The Wayne Towne Center, formerly the West Belt Mall, was built sometime back in the ‘80s, right next to the much larger Willowbrook Mall in Wayne, New Jersey. It had three anchors, JC Penney, Fortunoff, and Neiman Marcus, implying that it was intended as an upscale alternative to the more middle-class Willowbrook. Why they decided to build a smaller shopping mall literally right next to a bigger one is beyond me. Honestly, I’m surprised that the Wayne Towne Center lasted as long as it did, spending its entire existence in Willowbrook’s shadow (sometimes literally, if the sun is shining in the right direction).

Neiman Marcus pulled out of the mall and moved the store to Pennsylvania in 1993, and the mall has struggled ever since. Neiman Marcus was replaced by Borders, but it wasn’t enough to stem the tide of tenants leaving, either to the Willowbrook or to other regional shopping centers, like the Rockaway Townsquare Mall in Rockaway or the Mall at Short Hills in Millburn. Meanwhile, the Willowbrook started moving upmarket, adding a Lord & Taylor to replace Steinbach in 1997 and a Bloomingdale's to replace Stern's in 2003. This brought the two malls into direct competition, and the bigger mall won out. 2008 marked the death knell for the Wayne Towne Center. Borders pulled out, as did Fortunoff when the national chain went bankrupt, leaving it with only JC Penney as an anchor.

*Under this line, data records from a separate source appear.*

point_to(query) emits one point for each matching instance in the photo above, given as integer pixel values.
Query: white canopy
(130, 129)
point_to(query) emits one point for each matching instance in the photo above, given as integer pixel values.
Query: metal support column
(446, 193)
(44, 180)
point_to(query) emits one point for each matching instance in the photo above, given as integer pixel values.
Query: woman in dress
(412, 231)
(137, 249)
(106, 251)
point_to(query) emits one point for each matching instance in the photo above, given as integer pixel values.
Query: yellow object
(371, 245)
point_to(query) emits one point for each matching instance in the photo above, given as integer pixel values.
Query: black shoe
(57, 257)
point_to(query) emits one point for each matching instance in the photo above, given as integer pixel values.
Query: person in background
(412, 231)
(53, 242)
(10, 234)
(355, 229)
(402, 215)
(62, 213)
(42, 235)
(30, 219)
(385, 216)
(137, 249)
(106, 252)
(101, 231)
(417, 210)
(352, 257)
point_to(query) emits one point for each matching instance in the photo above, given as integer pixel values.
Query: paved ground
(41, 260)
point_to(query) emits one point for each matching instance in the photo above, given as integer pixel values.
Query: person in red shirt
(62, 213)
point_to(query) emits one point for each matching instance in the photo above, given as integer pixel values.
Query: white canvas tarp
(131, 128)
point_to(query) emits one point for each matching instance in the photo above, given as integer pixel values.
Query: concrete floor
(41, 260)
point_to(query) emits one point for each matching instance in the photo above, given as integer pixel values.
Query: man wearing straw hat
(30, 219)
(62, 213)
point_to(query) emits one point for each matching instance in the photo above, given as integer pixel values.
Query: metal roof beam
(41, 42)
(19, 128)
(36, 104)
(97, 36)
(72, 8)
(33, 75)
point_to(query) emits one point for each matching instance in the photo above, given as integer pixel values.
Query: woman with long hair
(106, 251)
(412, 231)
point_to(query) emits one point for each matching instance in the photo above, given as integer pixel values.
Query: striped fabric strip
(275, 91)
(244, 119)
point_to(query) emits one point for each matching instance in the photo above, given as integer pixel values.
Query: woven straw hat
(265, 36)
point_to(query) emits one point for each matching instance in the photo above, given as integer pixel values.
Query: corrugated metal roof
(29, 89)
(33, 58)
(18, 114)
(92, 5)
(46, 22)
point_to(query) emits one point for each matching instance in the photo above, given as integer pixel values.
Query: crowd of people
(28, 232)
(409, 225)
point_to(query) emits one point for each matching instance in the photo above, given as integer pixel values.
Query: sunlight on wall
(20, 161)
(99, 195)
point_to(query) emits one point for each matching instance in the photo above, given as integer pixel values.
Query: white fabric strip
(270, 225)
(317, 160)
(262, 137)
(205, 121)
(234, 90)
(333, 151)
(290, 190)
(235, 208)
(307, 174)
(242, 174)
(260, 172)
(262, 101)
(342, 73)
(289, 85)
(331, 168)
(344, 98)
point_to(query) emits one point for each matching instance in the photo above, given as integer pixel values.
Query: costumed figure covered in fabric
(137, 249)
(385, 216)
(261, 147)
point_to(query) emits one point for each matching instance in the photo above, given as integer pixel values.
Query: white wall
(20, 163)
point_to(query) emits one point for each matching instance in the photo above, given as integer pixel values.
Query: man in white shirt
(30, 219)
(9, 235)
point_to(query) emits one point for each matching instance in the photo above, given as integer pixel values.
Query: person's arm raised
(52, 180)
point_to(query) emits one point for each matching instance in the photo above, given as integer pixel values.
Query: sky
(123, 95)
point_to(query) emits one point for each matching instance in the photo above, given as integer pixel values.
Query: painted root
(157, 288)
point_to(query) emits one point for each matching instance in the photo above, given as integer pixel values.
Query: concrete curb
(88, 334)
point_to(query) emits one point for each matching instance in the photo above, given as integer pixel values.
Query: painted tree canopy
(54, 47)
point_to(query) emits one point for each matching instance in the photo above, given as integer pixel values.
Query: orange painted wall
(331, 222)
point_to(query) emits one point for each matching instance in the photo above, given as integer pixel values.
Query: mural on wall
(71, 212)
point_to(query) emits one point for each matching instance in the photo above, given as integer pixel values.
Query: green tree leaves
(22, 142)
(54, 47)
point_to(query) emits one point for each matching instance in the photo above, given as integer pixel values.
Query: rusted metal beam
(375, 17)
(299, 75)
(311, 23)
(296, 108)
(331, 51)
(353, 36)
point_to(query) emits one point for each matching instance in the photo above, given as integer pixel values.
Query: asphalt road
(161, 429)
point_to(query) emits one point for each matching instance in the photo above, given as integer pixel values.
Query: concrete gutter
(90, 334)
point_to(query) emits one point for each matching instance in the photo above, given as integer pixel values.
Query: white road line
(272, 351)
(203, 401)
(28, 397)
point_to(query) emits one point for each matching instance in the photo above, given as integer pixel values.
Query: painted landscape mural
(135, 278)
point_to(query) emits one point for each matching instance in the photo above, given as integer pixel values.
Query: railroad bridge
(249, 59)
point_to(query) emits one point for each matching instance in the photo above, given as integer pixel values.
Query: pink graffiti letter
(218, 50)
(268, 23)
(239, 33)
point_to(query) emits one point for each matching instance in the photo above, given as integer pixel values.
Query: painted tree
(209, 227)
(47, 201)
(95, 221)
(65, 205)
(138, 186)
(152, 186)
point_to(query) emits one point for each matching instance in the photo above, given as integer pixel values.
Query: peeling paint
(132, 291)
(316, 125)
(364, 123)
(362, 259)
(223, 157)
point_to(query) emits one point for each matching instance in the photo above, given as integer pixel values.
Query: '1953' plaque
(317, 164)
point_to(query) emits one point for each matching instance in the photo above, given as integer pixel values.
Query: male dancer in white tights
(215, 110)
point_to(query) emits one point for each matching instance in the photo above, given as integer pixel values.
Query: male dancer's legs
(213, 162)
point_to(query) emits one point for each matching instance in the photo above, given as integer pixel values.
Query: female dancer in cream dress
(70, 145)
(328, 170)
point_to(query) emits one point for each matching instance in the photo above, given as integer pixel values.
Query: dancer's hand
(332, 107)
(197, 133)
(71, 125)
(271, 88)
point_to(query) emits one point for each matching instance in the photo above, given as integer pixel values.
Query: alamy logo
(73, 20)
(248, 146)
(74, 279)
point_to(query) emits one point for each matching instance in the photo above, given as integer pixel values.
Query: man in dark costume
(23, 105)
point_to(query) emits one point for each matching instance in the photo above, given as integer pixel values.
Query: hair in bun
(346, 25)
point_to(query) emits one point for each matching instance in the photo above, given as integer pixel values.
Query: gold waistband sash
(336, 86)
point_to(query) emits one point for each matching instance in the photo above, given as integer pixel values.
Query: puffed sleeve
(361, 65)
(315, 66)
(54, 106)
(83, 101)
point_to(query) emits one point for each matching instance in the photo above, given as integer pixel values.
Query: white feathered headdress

The mall is currently undergoing a "de-malling" redevelopment. When I last visited the area back in July, the Borders building had been torn down, and the mall interior was undergoing the same process. Outside the mall, several businesses are thriving. An Olive Garden, a TGI Friday’s (which had moved there from a former location in the mall), and a DSW Shoe Warehouse have all opened up in the north parking lot, while a Chipotle Mexican Grill has opened up on the south end. The JC Penney is still open, and still attracts a lot of customers, judging by the number of cars I saw clustered around it in the parking lot. Dick’s Sporting Goods is planning to move into the mall after the renovation is complete, possibly into the old Fortunoff store (which is still standing).

The failure of the Wayne Towne Center is simple: competition. The intersection of Route 46, Route 23 and Interstate 80 is a thriving retail district, as evidenced by the success of the Willowbrook Mall, the stores surrounding the Wayne Towne Center, and even the JC Penney that used to anchor the mall. The Wayne Towne Center could have survived losing Neiman Marcus for Borders, but once the Willowbrook started competing with it, it was really a matter of when, not if, it would finally give out. The recession only helped it along.